La GeVi Napoli ha ospitato la Leonessa Brescia dopo aver effettuato una super rimonta proprio ai danni della formazione lombarda pochi giorni fa. Quello che doveva essere poco più di un allenamento (vista l’ininfluenza del risultato) si è rivelato essere un match trai più intensi di questa Supercoppa. Sicuramente il più duro, con due difese che hanno mostrato i muscoli.
La GeVi torna quindi in campo 48 ore dopo il successo in rimonta del PalaLeonessa contro una Brescia ferita che approccia bene la partita sospinta da un Christian Burns (che sabato era in borghese) autore di una partita stratosferica: presenza su entrambe le metà campo, 7 punti nel solo primo quarto.
GeVi Napoli-Leonessa Brescia: l’analisi del match
La partita si sviluppa su ritmi molto alti, entrambi gli attacchi vogliono correre anche a discapito della precisone. Tra le fila azzurre Elegar punisce le rotazioni di coach Magro in più di una circostanza sfruttando la regia di Mayo in Pick&roll.
L’attacco di Brescia, Della Valle e Mitrou-Long in prima linea, trova le giuste contromisure alla difesa di coach Sacripanti chiudendo la prima frazione col punteggio di 20-25.
Nella seconda frazione Napoli prima va sotto in doppia cifra, con Brescia paziente a trovare l’attimo giusto per far male ad una difesa attenta, poi sperimenta quintetti ibridi come quello che ha visto in campo contemporaneamente Mayo-Velicka-Uglietti con Elegar e Zerini come coppia di lunghi: con questo assetto gli azzurri si rifanno sotto chiudendo il primo tempo 42-45.
Il secondo tempo di apre con il solito Burns a fare a fette il pitturato azzurro con tanta eleganza nel chiudere al ferro. Napoli va un po’ in apnea, scontrandosi su di una rocciosa difesa bresciana sprofondando di nuovo al -13 a 5:19 dall’ultimo mini-intervallo.
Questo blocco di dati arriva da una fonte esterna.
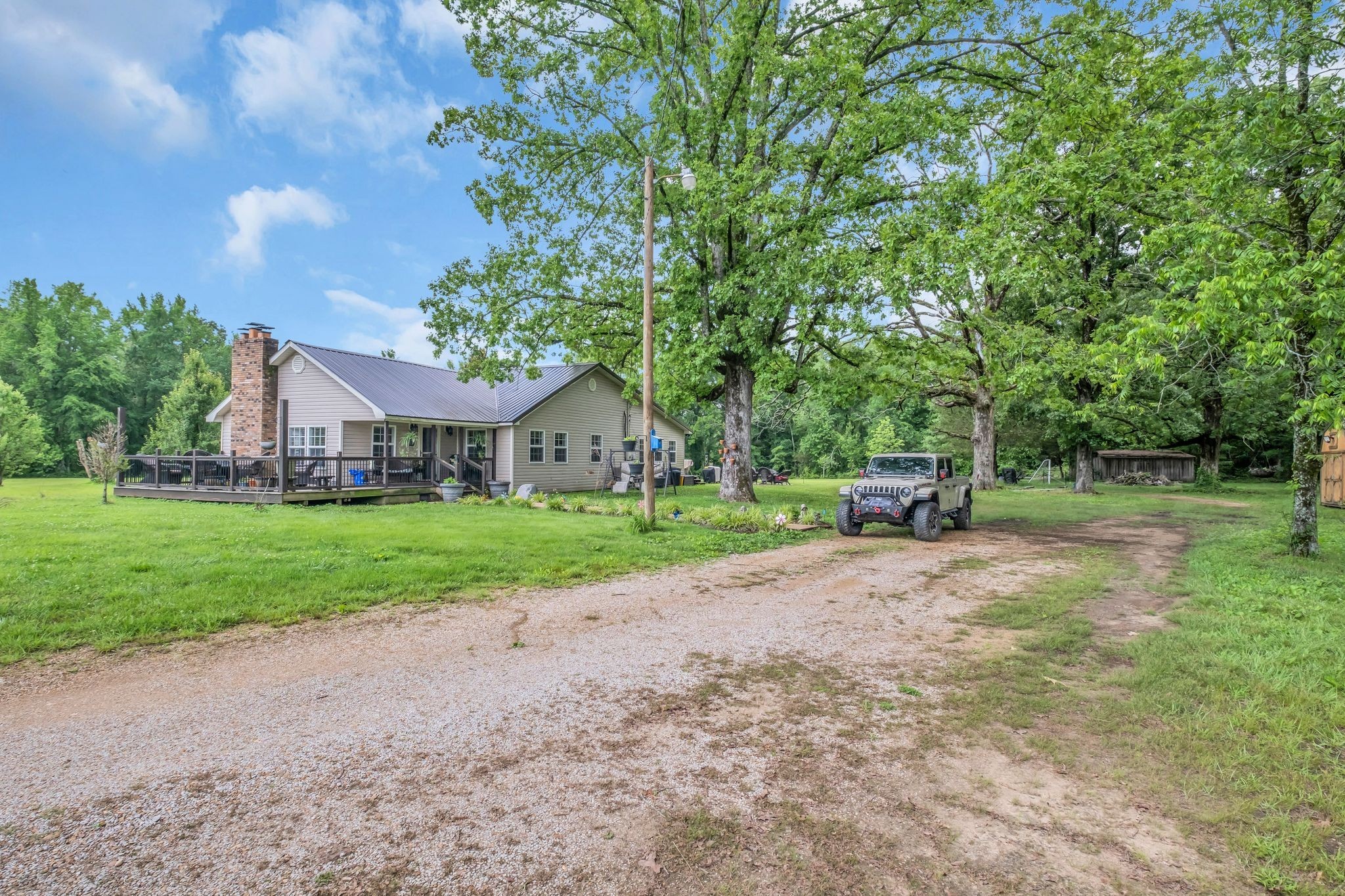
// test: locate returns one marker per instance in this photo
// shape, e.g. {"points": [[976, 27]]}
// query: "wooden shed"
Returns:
{"points": [[1333, 469], [1176, 465]]}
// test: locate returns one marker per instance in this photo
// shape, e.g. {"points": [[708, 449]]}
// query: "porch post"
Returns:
{"points": [[283, 445], [121, 437]]}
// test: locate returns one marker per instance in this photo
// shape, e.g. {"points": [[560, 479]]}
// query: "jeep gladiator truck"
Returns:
{"points": [[919, 490]]}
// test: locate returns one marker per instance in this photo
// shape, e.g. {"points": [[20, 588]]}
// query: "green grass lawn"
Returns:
{"points": [[1235, 716], [76, 572]]}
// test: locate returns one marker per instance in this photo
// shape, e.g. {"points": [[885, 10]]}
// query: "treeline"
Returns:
{"points": [[1063, 226], [68, 363]]}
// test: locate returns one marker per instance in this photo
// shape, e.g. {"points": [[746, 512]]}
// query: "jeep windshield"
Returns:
{"points": [[912, 467]]}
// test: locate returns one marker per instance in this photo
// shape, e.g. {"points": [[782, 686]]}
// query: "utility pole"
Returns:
{"points": [[649, 337]]}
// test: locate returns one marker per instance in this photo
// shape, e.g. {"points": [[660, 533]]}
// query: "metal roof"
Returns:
{"points": [[521, 395], [405, 389]]}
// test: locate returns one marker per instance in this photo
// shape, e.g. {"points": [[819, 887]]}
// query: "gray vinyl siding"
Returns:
{"points": [[318, 399], [505, 454], [581, 413], [357, 438]]}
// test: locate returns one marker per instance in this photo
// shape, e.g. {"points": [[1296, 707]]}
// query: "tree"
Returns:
{"points": [[794, 117], [1258, 247], [102, 454], [22, 444], [181, 423], [158, 333], [64, 354]]}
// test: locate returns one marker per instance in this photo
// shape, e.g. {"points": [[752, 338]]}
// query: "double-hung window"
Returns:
{"points": [[536, 446], [385, 440], [307, 441]]}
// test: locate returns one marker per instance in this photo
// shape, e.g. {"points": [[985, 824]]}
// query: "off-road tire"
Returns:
{"points": [[847, 524], [926, 522], [962, 519]]}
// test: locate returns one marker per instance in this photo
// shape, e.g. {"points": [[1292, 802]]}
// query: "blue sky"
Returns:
{"points": [[265, 160]]}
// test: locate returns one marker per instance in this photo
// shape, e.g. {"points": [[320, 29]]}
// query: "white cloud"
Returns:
{"points": [[414, 163], [106, 64], [322, 78], [428, 24], [384, 327], [257, 210]]}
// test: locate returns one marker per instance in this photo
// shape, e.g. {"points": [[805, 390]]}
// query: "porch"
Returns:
{"points": [[273, 480]]}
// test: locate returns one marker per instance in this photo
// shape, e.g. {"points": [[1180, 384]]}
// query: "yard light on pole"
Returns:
{"points": [[688, 178]]}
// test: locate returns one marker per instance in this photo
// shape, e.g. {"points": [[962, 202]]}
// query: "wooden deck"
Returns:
{"points": [[368, 495]]}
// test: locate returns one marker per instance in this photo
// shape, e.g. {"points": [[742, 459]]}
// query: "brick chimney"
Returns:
{"points": [[255, 406]]}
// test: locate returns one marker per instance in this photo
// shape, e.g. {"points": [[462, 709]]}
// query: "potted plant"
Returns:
{"points": [[451, 489]]}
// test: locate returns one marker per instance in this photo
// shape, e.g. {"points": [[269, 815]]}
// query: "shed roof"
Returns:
{"points": [[1126, 453]]}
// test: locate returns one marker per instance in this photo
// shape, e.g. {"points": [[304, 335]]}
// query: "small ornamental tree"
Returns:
{"points": [[181, 423], [22, 442], [102, 454]]}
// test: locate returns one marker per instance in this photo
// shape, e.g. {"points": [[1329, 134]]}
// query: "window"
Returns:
{"points": [[307, 441], [536, 446], [475, 445], [385, 441]]}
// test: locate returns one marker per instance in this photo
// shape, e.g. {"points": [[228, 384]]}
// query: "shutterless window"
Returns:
{"points": [[385, 437]]}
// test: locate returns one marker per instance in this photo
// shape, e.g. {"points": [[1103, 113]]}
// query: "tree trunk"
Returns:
{"points": [[984, 441], [1083, 468], [736, 484], [1212, 442], [1306, 473]]}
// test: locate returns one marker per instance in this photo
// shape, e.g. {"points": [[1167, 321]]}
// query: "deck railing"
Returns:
{"points": [[237, 473]]}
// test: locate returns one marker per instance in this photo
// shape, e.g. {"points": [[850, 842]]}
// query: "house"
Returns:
{"points": [[301, 400], [1176, 465]]}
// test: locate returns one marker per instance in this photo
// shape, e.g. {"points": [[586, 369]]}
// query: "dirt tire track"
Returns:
{"points": [[414, 748]]}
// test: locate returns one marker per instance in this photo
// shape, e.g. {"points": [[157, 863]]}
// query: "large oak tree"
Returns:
{"points": [[797, 120]]}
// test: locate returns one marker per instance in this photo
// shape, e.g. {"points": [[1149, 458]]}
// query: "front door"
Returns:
{"points": [[475, 452]]}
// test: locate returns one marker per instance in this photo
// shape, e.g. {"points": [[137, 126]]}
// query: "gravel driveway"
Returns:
{"points": [[650, 733]]}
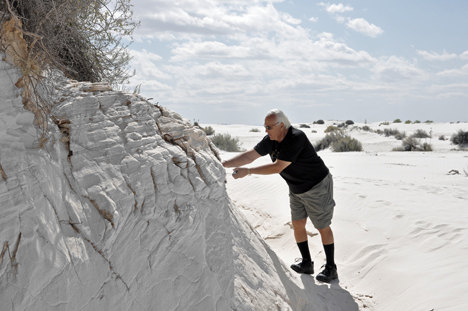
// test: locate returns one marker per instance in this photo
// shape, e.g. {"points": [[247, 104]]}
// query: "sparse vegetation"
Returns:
{"points": [[460, 138], [82, 38], [390, 132], [339, 142], [226, 142], [331, 128], [208, 130], [346, 144], [400, 135], [419, 133], [413, 144]]}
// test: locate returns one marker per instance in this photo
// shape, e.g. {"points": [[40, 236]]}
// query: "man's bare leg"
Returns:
{"points": [[300, 234]]}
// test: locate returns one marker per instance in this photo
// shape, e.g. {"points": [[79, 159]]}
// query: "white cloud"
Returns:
{"points": [[395, 69], [336, 8], [464, 55], [454, 72], [363, 26], [210, 50], [143, 62], [433, 56]]}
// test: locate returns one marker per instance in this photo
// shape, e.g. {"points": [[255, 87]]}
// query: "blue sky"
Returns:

L’inerzia della gara sembra cambiare quando Jordan Parks piazza una stoppata da Top10 ai danni del malcapitato Cobbins, che non ci fa una bella figura. Da quel momento in avanti Napoli trae nuova linfa anche dal perimetro con tre bombe in fila (due di Parks e una di un positivissimo Marini). Il terzo quarto si conclude 58-62.
L’ultima frazione inizia con Brescia più concentrata, subito a segno dall’arco e in difesa capace di mettere dei sassolini nell’ingranaggio azzurro. Petrucelli, più in ombra rispetto alla gara monstre di sabato, fa male dagli angoli; Della Valle alterna soluzioni personali a letture “di sistema” che permettono alla Germani di costruirsi un cuscinetto di vantaggio.
Napoli però non molla, merito di un Pierpaolo Marini on-fire: 8 dei suoi 15 punti complessivi arrivano nell’ultima frazione. Questo non basta a coach Sacripanti per completare la seconda rimonta consecutiva. Brescia gestisce a suo piacimento gli ultimi 120 secondi, conquistando una vittoria ininfluente sul girone ma che pulisce la coscienza dei ragazzi di coach Magro dopo a brutta figura di qualche giorno fa.
Le parole di coach Sacripanti
Sono contento della partita di oggi. Era la terza in cinque giorni, siamo riusciti a reggere a livello fisico disputando una buona gara contro un’ottima squadra. La partita è stata sempre in discussione, tutti i quarti son stati equilibrati. Abbiamo fatto un passo in avanti dal punto di vista del gioco. La sconfitta ha un’importanza relativa viste le rotazioni limitate e la stanchezza accumulata. C’è stata la volontà di restare in gara sempre. Siamo contenti cosi.